Org-mode is an Emacs mode for note taking, project planing and making TODO lists (because we all need TODO lists to GTD). It can handle more things: Calendar, diary, agenda and export you Org documents to other file extensions. I am not going do talk about all can do with org-mode, you can google yourself for further information. I am going to focus in note taking and export.

The org file

It all starts with a file with a .org extension. Create one in Doomemacs with SPC . and name it "myfile.org". By default a template should fill the title like:

#+TITLE: Myfile

This is part of the heading of the document. Here you can specify some options like the author, email, date or disable the table of contents (toc).

#+AUTHOR: Some Author
#+EMAIL: Some@email.com
#+OPTIONS: toc:nil

After this, the body of the document begins. You start a headline with * and two of them ** indicate a subheadline. You can specify verbatim text between ~|~, code inside =|=, italics surrounded by /|/ and bold text inside *|*. (The | indicates the cursor position, or where you write your text).

* Heading 1
** Heading 1.1
This is ~verbatim~, =code=, /italics/, *bold* and _underlined_ as well.

Lists and TODO's

For simple bullet list you can start it with:

- Item one
- Item 2

or numbered list

1. First.
2. Second.

The cool thing, is that pressing Alt-RET (alt-enter) will automatically take you to the next line keeping the counting of the items (e.g. If you are in item "2. Second" and press Alt-RET the next item will be "3. |").

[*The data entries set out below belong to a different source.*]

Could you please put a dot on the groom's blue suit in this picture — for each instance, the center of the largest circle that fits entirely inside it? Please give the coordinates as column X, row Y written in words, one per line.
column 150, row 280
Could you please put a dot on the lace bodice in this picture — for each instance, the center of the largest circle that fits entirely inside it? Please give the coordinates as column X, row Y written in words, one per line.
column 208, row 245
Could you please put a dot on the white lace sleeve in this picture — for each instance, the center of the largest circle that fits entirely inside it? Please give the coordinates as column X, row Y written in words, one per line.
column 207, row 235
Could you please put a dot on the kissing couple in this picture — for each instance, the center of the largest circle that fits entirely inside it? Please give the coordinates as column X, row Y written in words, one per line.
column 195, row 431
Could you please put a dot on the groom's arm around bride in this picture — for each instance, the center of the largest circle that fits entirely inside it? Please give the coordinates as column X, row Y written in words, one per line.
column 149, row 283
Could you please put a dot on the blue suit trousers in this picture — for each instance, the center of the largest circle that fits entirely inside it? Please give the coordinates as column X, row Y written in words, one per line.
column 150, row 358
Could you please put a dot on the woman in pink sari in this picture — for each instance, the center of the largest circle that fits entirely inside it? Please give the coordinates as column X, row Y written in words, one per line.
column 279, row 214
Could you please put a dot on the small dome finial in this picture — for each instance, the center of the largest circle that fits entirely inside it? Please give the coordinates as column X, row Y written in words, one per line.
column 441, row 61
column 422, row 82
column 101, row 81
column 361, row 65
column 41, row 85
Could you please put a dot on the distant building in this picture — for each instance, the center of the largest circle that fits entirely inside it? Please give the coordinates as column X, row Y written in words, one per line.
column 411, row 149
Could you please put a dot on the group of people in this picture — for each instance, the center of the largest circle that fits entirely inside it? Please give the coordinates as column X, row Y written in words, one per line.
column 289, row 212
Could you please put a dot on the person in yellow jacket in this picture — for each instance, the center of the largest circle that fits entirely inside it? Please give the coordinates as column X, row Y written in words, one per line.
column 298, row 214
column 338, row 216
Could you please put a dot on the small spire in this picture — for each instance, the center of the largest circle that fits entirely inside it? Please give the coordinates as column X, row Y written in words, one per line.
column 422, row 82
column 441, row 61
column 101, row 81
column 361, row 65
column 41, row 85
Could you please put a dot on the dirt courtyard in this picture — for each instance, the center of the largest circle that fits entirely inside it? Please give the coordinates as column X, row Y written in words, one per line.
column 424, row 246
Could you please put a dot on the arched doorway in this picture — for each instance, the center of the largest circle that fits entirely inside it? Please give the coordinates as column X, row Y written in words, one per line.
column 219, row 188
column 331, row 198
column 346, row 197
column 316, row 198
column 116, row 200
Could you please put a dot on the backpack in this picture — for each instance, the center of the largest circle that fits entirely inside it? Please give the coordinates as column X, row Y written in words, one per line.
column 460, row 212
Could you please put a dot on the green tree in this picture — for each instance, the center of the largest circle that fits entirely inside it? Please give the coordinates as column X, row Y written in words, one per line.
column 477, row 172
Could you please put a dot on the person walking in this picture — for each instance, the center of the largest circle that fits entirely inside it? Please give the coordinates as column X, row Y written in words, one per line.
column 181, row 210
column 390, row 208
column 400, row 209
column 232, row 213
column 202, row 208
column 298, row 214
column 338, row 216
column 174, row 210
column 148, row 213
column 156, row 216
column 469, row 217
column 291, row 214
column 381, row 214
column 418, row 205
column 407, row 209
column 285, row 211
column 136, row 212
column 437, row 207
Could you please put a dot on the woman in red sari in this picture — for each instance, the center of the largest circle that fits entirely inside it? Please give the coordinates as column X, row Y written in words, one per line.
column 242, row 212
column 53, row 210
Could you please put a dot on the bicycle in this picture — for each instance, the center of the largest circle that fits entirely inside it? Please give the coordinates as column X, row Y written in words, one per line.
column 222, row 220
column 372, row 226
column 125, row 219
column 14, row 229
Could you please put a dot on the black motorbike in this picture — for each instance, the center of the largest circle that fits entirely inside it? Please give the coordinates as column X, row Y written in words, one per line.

To insert a TODO just type: "* Buy milk" and then press SPC m t t to mark it as a TODO. Or press Shift-Right/Left to change the state from "TODO" to "DONE"

* TODO Buy milk.
* WAIT Get money to but milk.
* DONE Get a Job.

Blocks, comments & quotes

To start a block just write (ignore the "." at the beginning):

.#+BEGIN_SRC NameOfTheLanguageCode

.#+END_SRC

Quotes and comments are similar

#+begin_quote

#+end_quote
#+BEGIN_COMMENT

#+END_COMMENT

Tables, figures & links

Yes, we can have tables. Use "|" and type "name", again "|", type "Phone" and press TAB. You will see how Emacs starts to arrange the table fitting automatically the width according to the content.

| Name  | Phone | Age |
|-------+-------+-----|
| Peter |  1234 |  17 |
| Anna  |  4321 |  25 |

Inserting a figure is simple as typing: [[/path/to/the/image][desciption]]. If you press zi in DoomEmacs it will call the function org-toggle-inline-images and will display the image you set in the document.

The same syntax is used for the links, just type: [[url][desciption]]

In DoomEmacs you can press SPC m l l to insert links and files/images.

Final thoughts

The great thing about org-mode is that you can fold/unfold the sections of the document, to navigate quickly trough the notes, and export this plain text document (Yes, if you open the org file in a notepad you will see just plain text, is Emacs that renders the plain text) to a more common document types such as:

  • Org document –> LaTeX document -> PDF document.
  • Org document –> ODT document (the free alternative to Microsoft doc files, look at LibreOffice project).
  • Org document –> Markdown document (another plain text format).
  • Org document –> html document.
  • Org document –> Plain text document.

You can export from one to another document with Pandoc, which was meant to convert from Markdown to any type of document. As the Pandoc's page says:

If you need to convert files from one markup format into another, pandoc is your swiss-army knife. Pandoc can convert between the following formats.

And there are several formats. However, for simple day-life PDF, html, ODT and plain text (for emails) the Emacs org-export works fine.